Hayır, onun derdi sigarayla. Bir sahnede sigara var elimde. Ben de yeni bıraktım. Annem çok korkuyor yeniden başlarım diye. "Kızım soyunacaksan soyun, striptiz yapacaksan yap ama ne olur sigara içme" diyor. Babam daha izlemedi. Çıkan fotoğraflar konusunda yorum yapmadı. Ben ona önceden metni anlatmıştım, biliyordu.
* Oyuncu olmaya ne zaman karar verdiniz?
Annemin söylediğine göre 10 yaşından beri istiyormuşum. Bir operet izlemişiz ve o gün "Ben oyuncu olacağım" demişim. Bu onun çok hoşuna gitmiş tabii çünkü anneannemin de hayali oyunculukmuş. Lisede, ortaokulda tiyatro kulüplerine katıldım. Babam durumu üniversite dönemine kadar ciddiye almadı. Baktı ki ısrarlıyım. Bir de Bilkent'i burslu kazandım, itiraz etmedi.
* Babanız büyükelçi. Bir röportajınızda "Diplomat çocuğu olmak çok zordu" demişsiniz. Nasıl bir çocukluk geçirdiniz?
Annem TBMM'de dış ilişkiler uzmanıydı. Ona çok düşkünüm. Babamla hiçbir zaman fazla iç içe bir ilişkimiz olmadı ama arkadaş gibiyizdir. Hiç o klasik "otoriter baba" figürüne sahip olmadım yani. Utangaç bir çocuktum. Fazla arkadaşım yoktu, hatta hiç yoktu. Genellikle evde tek başıma oyuncaklarımla oynardım. Tiyatroyla ilgilenmesem belki hâlâ öyle biri olurdum. Diplomat çocuğu olmak zordur çünkü çok seyahat edersiniz. Bir yere alışmaya, bağlanmaya, arkadaş edinmeye şansınız olmaz. Ben Senegal'de doğdum, Almanya, Fransa ve İsviçre'de yaşadım. 15 yaşımda anne ve babam boşanınca da Türkiye'ye geldim. O yaşta bir çocuk için çok yıpratıcı bir şey bu. Bir de ben çok âşık olan bir kızdım. Tam çocuğa açılacağım ya da çıkmaya başlayacağız, pat diye taşınıyoruz. Babam yüzünden tüm çocukluk aşklarım yarım kaldı.

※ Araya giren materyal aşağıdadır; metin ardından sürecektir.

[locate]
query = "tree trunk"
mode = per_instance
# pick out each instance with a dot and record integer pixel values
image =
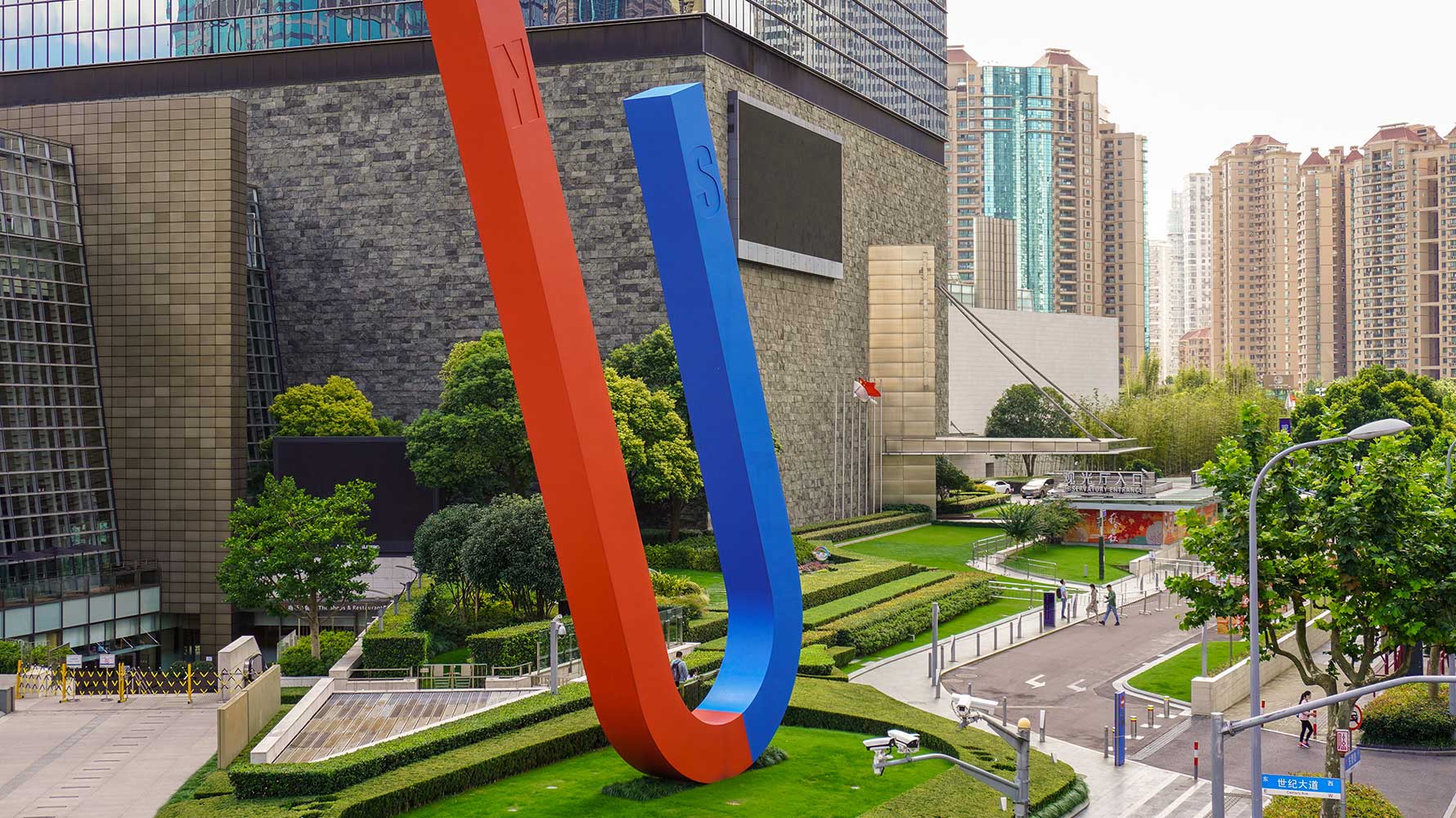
(313, 629)
(675, 517)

* Şimdi ne sıklıkla âşık oluyorsunuz?
Valla bir sene öncesine kadar sık sık oluyordum ama şimdi duruldum. Sevgilim yok. İstanbul'a taşındım ve hayatımda ilk kez tek başıma yaşıyorum. Evimde vakit geçirmek, yalnızlığımın tanıdı çıkarmak hoşuma gidiyor.
* Oyundan ve diziden arta kalan zamanlarda ne yaparsınız? Gece hayatınız var mı?
Taksim'in gece hayatını da beğeniyorum. Otto, Babylon,
The Hall, Flavio sevdiğim yerler.
Gündüz başka, gece başka kadınım
* Yurtdışında yaşadığım için doydum. Amerika'ya gideyim oyunculuk okuyayım derdim yok. Memleketimde oyunculuk yapmak istiyorum. Memleketime faydalı olmak istiyorum.
* Oscar almak benim için bir anlam ifade etmiyor. En büyük hayalim Avrupa Sineması'nda oynamak. Almanca, Fransızca, İtalyanca, İngilizce biliyorum. Bu da bir avantaj olacaktır.
* Uç karakterleri oynamayı seviyorum. Bir uyuşturucu bağımlısı, bir deli ya da yine bir striptizci olabilir. Sokakta çok göremeyeceğiniz karakterleri canlandırmak istiyorum.
* Kendimi yüz olarak çok beğenirim. Küçüklüğümden beri "Güzelsin" lafını duya duya alıştım ama ayna karşısında "Vücudum ne kadar güzel" demem.
* Alışverişi severim. Top Shop, Zara ve Twist'e giderim. Casette ve Lazy mağazalarında satılan ayakkabıları seviyorum.
* Gündüzleri sade giyinmeyi seviyorum, cici kız gibi oluyorum. Gece çıkarken ise cart renkleri tercih ederim. Biraz daha kadınsı ve vamp oluyorum. Gündüz başka gece başka bir kadınım.
* Yememe maalesef dikkat edemiyorum. Yemek yemeye bayılıyorum. Üç gün rejim yapsam dördüncü gün buzdolabının hepsini yiyorum. Neyse ki boş zamanlarımda spor yapıyorum.